The patsy syntax allows us to define categorical variables by simply enclosing a dataframe column name in C(). We include additional user, temporal, and weather data in this model. It is likely that trip length will vary by the weather and user type.

In [None]:
mod = smf.ols(formula='trip_duration_seconds ~ C(user_type) + C(day_of_week) + trip_start_hour + temp + wind_spd + rel_hum', data=df)
res = mod.fit()
print(res.summary())

This is a better fit, but still not fantastic. We can print statistics on the dataframe using the .describe() function.

In [None]:
df.describe()

In [None]:
plt.hist(df['trip_start_hour'], len(df['trip_start_hour'].unique()), density=True, facecolor='g', alpha=0.75)
plt.xlabel('Start Hour');
plt.ylabel('Frequency');
plt.title('Histogram of Trip Start Hour');

In [None]:
plt.hist(df['day_of_week'], len(df['day_of_week'].unique()), density=True, facecolor='b', alpha=0.75)
plt.xlabel('Day of Week');
plt.ylabel('Frequency');
plt.title('Histogram of Trip Day');

## Multicollinearity - Condition number
One way to assess multicollinearity is to compute the condition number. Values over 20 are worrisome (see Greene 4.9). The first step is to normalize the independent variables to have unit length.

In [42]:
names = ['trip_start_hour', 'temp', 'wind_spd', 'rel_hum']
X = df.loc[:, names]
norm_x = X.values
for i, name in enumerate(X):
    if name == "const":
        continue
    norm_x[:, i] = X[name] / np.linalg.norm(X[name])
norm_xtx = np.dot(norm_x.T, norm_x)

Then, we take the square root of the ratio of the biggest to the smallest eigen values.

In [None]:
eigs = np.linalg.eigvals(norm_xtx)
condition_number = np.sqrt(eigs.max() / eigs.min())
print(condition_number)

It seems multicollinearity is not an issue here.

## Normality of residuals
### Jarque-Bera test

In [None]:
name = ["Jarque-Bera", "Chi^2 two-tail prob.", "Skew", "Kurtosis"]
test = sms.jarque_bera(res.resid)
lzip(name, test)

### Omni test

In [None]:
name = ["Chi^2", "Two-tail probability"]
test = sms.omni_normtest(res.resid)
lzip(name, test)

Residuals are not normally distributed for this model.

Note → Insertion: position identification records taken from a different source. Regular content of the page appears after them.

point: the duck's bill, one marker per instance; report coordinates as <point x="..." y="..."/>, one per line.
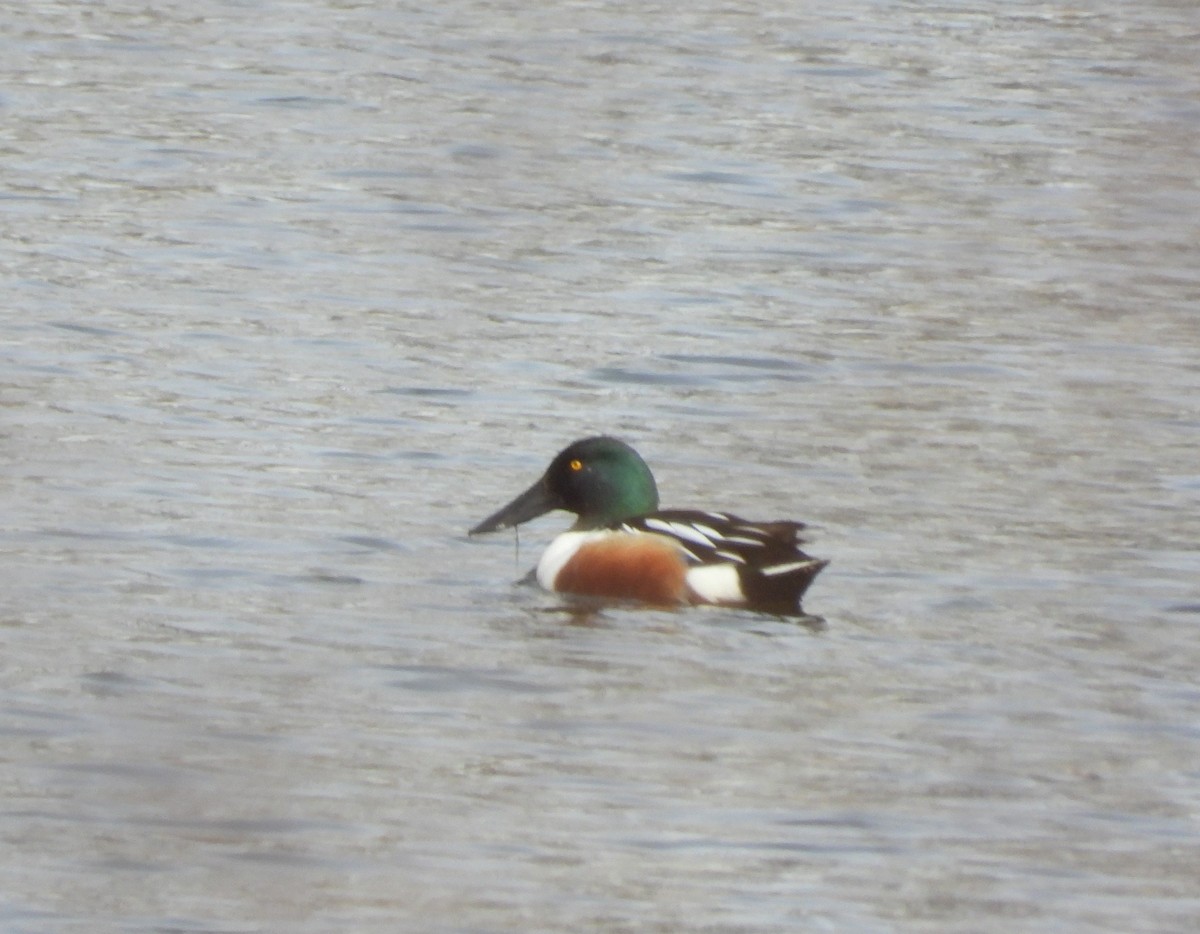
<point x="532" y="503"/>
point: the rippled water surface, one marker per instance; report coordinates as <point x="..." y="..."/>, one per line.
<point x="297" y="293"/>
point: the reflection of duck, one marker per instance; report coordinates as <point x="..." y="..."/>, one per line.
<point x="624" y="546"/>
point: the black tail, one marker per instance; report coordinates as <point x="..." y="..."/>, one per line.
<point x="778" y="588"/>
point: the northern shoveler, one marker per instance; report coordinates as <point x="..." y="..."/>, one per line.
<point x="623" y="545"/>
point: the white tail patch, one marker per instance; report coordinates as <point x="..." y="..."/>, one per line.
<point x="774" y="570"/>
<point x="717" y="584"/>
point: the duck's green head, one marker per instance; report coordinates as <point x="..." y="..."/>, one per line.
<point x="603" y="480"/>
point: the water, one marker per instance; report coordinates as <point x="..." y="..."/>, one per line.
<point x="295" y="294"/>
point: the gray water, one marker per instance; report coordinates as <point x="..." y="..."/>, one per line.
<point x="297" y="293"/>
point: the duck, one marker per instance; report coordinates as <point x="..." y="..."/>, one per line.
<point x="623" y="546"/>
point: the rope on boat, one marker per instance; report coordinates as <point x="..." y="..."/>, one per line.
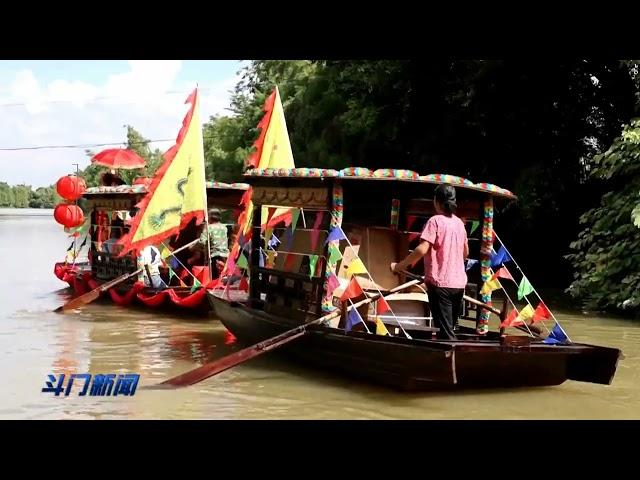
<point x="376" y="288"/>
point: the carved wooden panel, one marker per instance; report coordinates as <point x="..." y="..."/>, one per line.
<point x="292" y="197"/>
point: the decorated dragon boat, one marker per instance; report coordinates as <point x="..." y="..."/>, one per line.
<point x="319" y="274"/>
<point x="147" y="243"/>
<point x="88" y="265"/>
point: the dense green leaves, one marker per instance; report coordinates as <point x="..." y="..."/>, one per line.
<point x="607" y="253"/>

## Heteroskedasticity tests
### Breush-Pagan test

In [None]:
name = ["Lagrange multiplier statistic", "p-value", "f-value", "f p-value"]
test = sms.het_breuschpagan(res.resid, res.model.exog)
lzip(name, test)

### Goldfeld-Quandt test

In [None]:
name = ["F statistic", "p-value"]
test = sms.het_goldfeldquandt(res.resid, res.model.exog)
lzip(name, test)

The Breush-Pagan test suggests the residuals are heteroskedastic but the Goldfeld-Quandt suggests they are not. It is not uncommon to get conflicting results from tests.